Automatic 2D to 3D Video Conversion based on Global Nearest Neighbor Depth Learning

DOI : 10.17577/IJERTCONV3IS05015

Download Full-Text PDF Cite this Publication

Text Only Version

Automatic 2D to 3D Video Conversion based on Global Nearest Neighbor Depth Learning

Ms. Baby Shamna. P Electronics and Communication KMCT College of Engineering Kallanthode, Calicut, India

Mr. Aji George Electronics and Communication KMCT College of Engineering

Kallanthode, Calicut, India

Abstract- The conversion of existing 2D videos to 3D is proving commercially viable and fulfills the growing need for high quality stereoscopic videos. Most successful 2D-to-3D image and video conversion methods involve human operators, which is time- consuming and costly. Automatic methods, which typically make use of a deterministic 3D scene model, have not yet achieved the same level of quality for they rely on assumptions that are often violated in practice. In this paper, there is a new method that is based on the radically different approach of learning the 2D-to- 3D video conversion from examples. The method is based on globally estimating the entire depth map of each frame that we are selected for the conversion. The approach proposes here is built upon a key observation and an assumption. The key observation is that among millions of 3D frames (images) available on-line, there likely exist many whose 3D content matches that of a 2D input (query) we wish to convert to 3D. We are also making an assumption that two frames that are photo metrically similar also have similar 3D structure (depth).

Keywords 3D frames, stereoscopic video, nearest neighbor classification, cross-bilateral filtering.

  1. INTRODUCTION

    The concept of stereoscopy has existed for a long time .But the breakthrough from conventional 2D broadcasting to real- time 3D broadcasting is still pending.

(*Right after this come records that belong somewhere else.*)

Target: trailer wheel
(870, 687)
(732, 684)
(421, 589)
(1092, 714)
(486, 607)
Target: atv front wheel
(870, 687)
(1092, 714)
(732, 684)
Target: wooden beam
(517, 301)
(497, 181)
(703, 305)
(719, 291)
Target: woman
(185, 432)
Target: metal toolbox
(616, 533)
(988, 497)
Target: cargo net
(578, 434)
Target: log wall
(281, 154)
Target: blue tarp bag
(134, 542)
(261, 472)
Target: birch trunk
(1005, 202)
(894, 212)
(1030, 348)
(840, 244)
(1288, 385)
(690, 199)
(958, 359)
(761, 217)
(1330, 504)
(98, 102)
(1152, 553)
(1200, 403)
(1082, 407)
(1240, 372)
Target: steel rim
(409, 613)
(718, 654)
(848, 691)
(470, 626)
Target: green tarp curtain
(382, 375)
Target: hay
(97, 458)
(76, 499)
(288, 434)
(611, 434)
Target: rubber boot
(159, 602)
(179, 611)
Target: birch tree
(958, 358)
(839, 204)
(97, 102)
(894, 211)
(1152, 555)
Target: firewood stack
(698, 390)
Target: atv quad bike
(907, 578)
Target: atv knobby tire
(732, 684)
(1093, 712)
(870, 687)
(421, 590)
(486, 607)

However, in recent years, there has been rapid progress in the fields image capture, coding and display which brings the realm of 3D closer to reality than ever before. The existing 2D to 3D conversion algorithms developed in the past years by various computer vision research communities across the world. Each algorithm has its own strengths and weaknesses. Most conversion algorithms make use of certain depth cues to generate depth maps. Among 2D-to-3D image or video conversion methods, those involving human operators have been most successful but also time-consuming and costly. Fully automatic methods typically make strong assumptions about the 3D scene. Although such methods may work well in some cases, in general it is very difficult to construct a deterministic model that covers all possible background and foreground combinations. In practice, such methods have not achieved the same level of quality as the semi-automatic methods.

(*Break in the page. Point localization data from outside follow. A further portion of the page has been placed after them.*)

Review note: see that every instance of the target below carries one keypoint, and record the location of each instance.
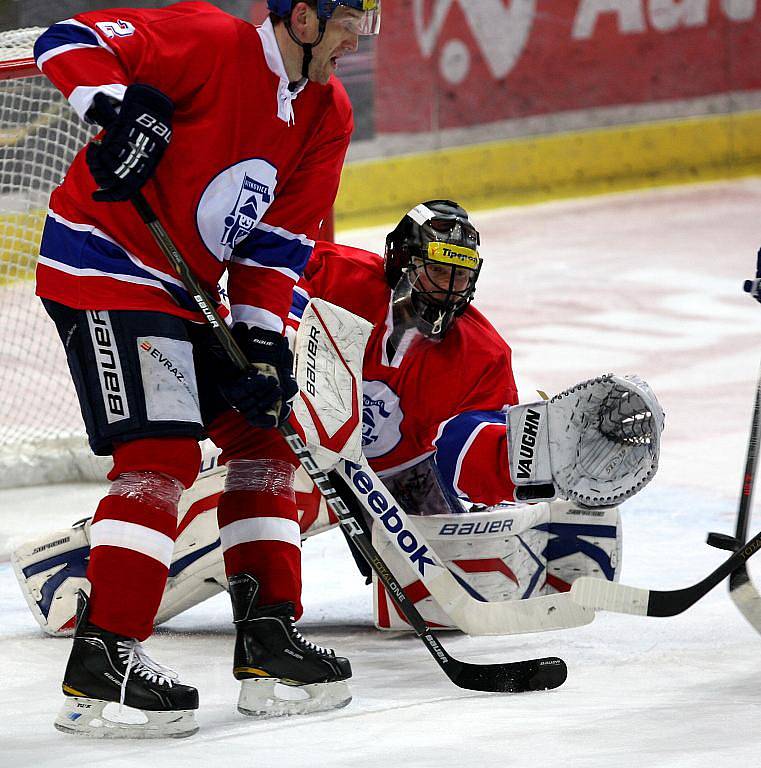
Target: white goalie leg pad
(197, 570)
(110, 720)
(50, 570)
(595, 444)
(581, 542)
(267, 697)
(495, 555)
(507, 552)
(329, 349)
(314, 515)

    The last few years have seen a dramatic increase in the demand for stereo content. This has largely been driven by the commercial availability of multi viewer auto stereoscopic

    displays. Stereoscopy also called stereoscopic or is a technique for creating or enhancing the illusion of depth in an image or video by means of stereopsis for binocular vision.

    There are two basic approaches to 2D-to-3D conversion: one That requires a human operators intervention and one that does not. In the former case, the so-called semi-automatic methods have been proposed where a skilled operator assigns depth to various parts of an image or video. Based on this sparse depth assignment, a computer algorithm estimates dense depth over the entire image or video sequence. The involvement of a human operator may vary from just a few scribbles to assign depth to various locations in an image or frames to a precise delineation of objects and subsequent depth assignment to the delineated regions. 3D capable hardware like 3D TVs, Blu-Ray players, handheld gaming consoles, cell phones, still and video cameras are widely available in the market. But this hardware availability is not yet matched 3D content production. Current available 2D to 3D conversion methods has not achieved a high quality level. The most successful approaches are interactive. That means it involve human operators.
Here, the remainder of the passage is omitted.